Кромвель спросил, сколько мне лет и жив ли мой отец. На последний вопрос у меня, к несчастью, не было ответа. Прошло немного времени, и он собрался уходить, но вдруг ненадолго остановился в круге света и, обведя рукой множество горевших кругом костров, сказал:
— Я знаю, сколь ужасно убивать земляков. Молитва и пост немного утешают, но годятся только, чтобы приглушить боль. Мучения, которые я явственно прочел на твоем лице, свидетельствуют о твоей страждущей совести. — Кивнув, Кромвель с нежностью сжал мое плечо, как будто я был ему родня. — Где-то там мой сын. Ему примерно столько же лет, сколько и тебе, Томас. Я бы не мог требовать, чтобы кто-то рисковал жизнью своего сына, если бы мой собственный сын отсиживался дома.

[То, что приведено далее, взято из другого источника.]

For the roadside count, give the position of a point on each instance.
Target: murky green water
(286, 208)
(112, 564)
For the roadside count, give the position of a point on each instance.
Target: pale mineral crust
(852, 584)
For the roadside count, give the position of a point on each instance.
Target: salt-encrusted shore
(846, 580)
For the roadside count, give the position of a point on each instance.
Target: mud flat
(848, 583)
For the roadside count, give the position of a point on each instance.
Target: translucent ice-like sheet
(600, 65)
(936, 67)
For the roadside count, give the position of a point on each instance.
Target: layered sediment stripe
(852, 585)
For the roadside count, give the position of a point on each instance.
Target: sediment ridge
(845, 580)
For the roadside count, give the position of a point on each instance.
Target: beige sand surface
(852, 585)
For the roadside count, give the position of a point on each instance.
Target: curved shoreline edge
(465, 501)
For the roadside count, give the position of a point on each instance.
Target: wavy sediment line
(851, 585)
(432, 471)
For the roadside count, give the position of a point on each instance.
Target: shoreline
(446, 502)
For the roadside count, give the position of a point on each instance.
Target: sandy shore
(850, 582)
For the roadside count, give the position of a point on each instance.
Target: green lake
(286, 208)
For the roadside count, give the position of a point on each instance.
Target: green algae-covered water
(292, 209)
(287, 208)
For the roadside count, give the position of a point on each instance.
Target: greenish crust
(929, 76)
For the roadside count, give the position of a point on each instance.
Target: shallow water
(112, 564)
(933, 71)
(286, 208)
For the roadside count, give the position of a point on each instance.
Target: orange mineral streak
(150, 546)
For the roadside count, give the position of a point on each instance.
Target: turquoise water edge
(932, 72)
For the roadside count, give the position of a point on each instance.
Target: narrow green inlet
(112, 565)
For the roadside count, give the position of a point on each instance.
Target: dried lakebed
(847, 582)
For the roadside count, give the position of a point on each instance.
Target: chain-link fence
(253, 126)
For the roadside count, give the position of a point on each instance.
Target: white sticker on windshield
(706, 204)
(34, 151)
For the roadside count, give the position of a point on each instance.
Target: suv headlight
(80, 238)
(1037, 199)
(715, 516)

Он ушел, а я подумал о том, сколько детей роялистов заплатили другим, бедным и незнатным, чтобы те воевали вместо них. И в тот момент мне показалось, что я готов броситься за Кромвелем в пучину моря, стоит ему только позвать.
Имя Кромвеля, как и его предводительство, вскоре стало знаменем наших побед. В июне 1645 года кавалерия соединилась с нашей пехотой в битве при Несби. Наши войска насчитывали тринадцать тысяч человек против семитысячной армии короля. Мы стояли друг против друга по обе стороны высохшего верескового болота, и небо над нами поднималось голубым куполом. Сильный северо-западный ветер трепал знамена и попоны позади нас. Я с другими копьеносцами занимал позицию на передней линии неподалеку от правого фланга и видел Кромвеля, сидевшего верхом, с лицом, светившимся свирепой радостью. Он пел псалмы и один раз даже рассмеялся. Его острые глаза нашли меня в строю, и, помахав мне рукой, Кромвель крикнул: «Помолился ли ты, Томас, о себе, а также и о своих врагах?»
Я кивнул, польщенный тем, что он обратился ко мне по имени прямо перед войском. Его нетерпеливый конь поднялся на дыбы, и, усмирив его, Кромвель продолжил свои поучения: «Никогда не забывай, что Бог призывает тех, кого любит более всего, исполнить самое трудное. Я всегда это помню, не забывай и ты!»
Он пришпорил коня. Как раз в этот момент принц Руперт пошел в наступление, и битва началась. И хотя принц первым разбил наши ряды, победа досталась Кромвелю, который захватил три тысячи пленных, в основном валлийцев. Через две недели их провели по улицам Лондона, кого-то повесили, а кого-то бросили в тюрьму. Но я уже не считал себя валлийцем, у меня не было иной родины, кроме той, где был Кромвель.
Генерал видел, как я управляюсь с пикой в битве при Эджхилле, когда я пронзил разом и коня, и всадника, словно насадил на вертел треску. Поэтому меня произвели в капралы и записали в армию «нового образца». Мы сражались и в городах, и в полях, а Кромвель делил хлеб и молитву со своими войсками. Для меня у него всегда находилось время — мне доставались слова поддержки, а если требовалось, то и наставления. Однажды он сам вручил мне молитвенник, который я потом носил под нагрудником кирасы, прикрыв, как щитом, свое сердце.